Palmer Luckey's New Startup Is A Military And Border Surveillance Company

It was just over two months ago now that Oculus Rift creator Palmer Luckey parted ways with Facebook. This week, we’ve finally found out what he’s doing next.

The New York Times cites three sources familiar with the matter in saying that that Luckey has once again started up a new company. Instead of VR, though, this startup is working on surveillance technology targeted for use at countries between borders and military crossings. The unrevealed company has not yet been given a public name.

Luckey’s new tech supposedly uses light detection and ranging (LIDAR), combined with infrared sensors and cameras to monitor people crossing borders. It’s not mentioned if any of this tech might also use 360 degree cameras or other products of the VR industry that he helped rejuvenate over the past five years.

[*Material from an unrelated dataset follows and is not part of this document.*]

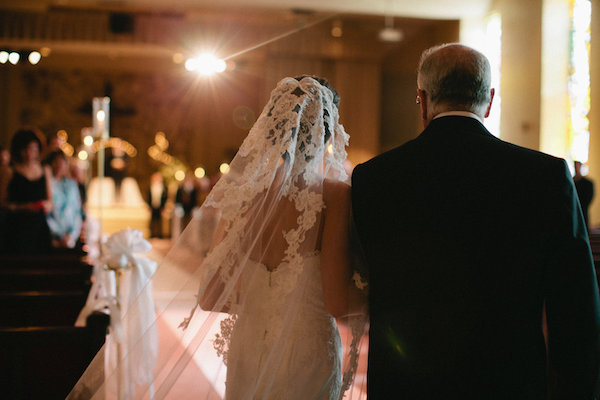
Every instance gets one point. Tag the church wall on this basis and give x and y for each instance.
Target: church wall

Peter Thiel, co-founder of PayPal and technology adviser to Donald Trump, is reportedly planning to support the effort via his investment fund, though for now the group remains self-funded by Luckey himself. The Oculus co-founder confirmed the news to the site, stating that the company would “save taxpayers dollars while creating superior technology to keep our troops and citizens safes.”

Luckey left Facebook following reports that he had funded a political smear campaign during the 2016 US election. Following that reveal, he disappeared from the spotlight, only resurfacing to attend the court battle between Oculus and ZeniMax Media, which sued the VR specialist not long after it was purchased by Facebook. The lawsuit found Luckey in breach of a non-disclosure agreement and ordered Oculus to pay ZeniMax $500,000,000. Over a month after the verdict was given, Facebook announced Luckey’s departure with no reference to these prior events.

For Luckey, it’s a return to the startup days similar to those forming Oculus with Brendan Iribe, Nate Mitchell and others in 2012. Tellingly, he’s hired Oculus’ first employee, Chirs Dycus, who left Oculus in late May expressing the desire to work in the “start-up mentality of ‘everybody-does-everything'” once more.

It sounds like Luckey is well and truly out of the VR industry, then.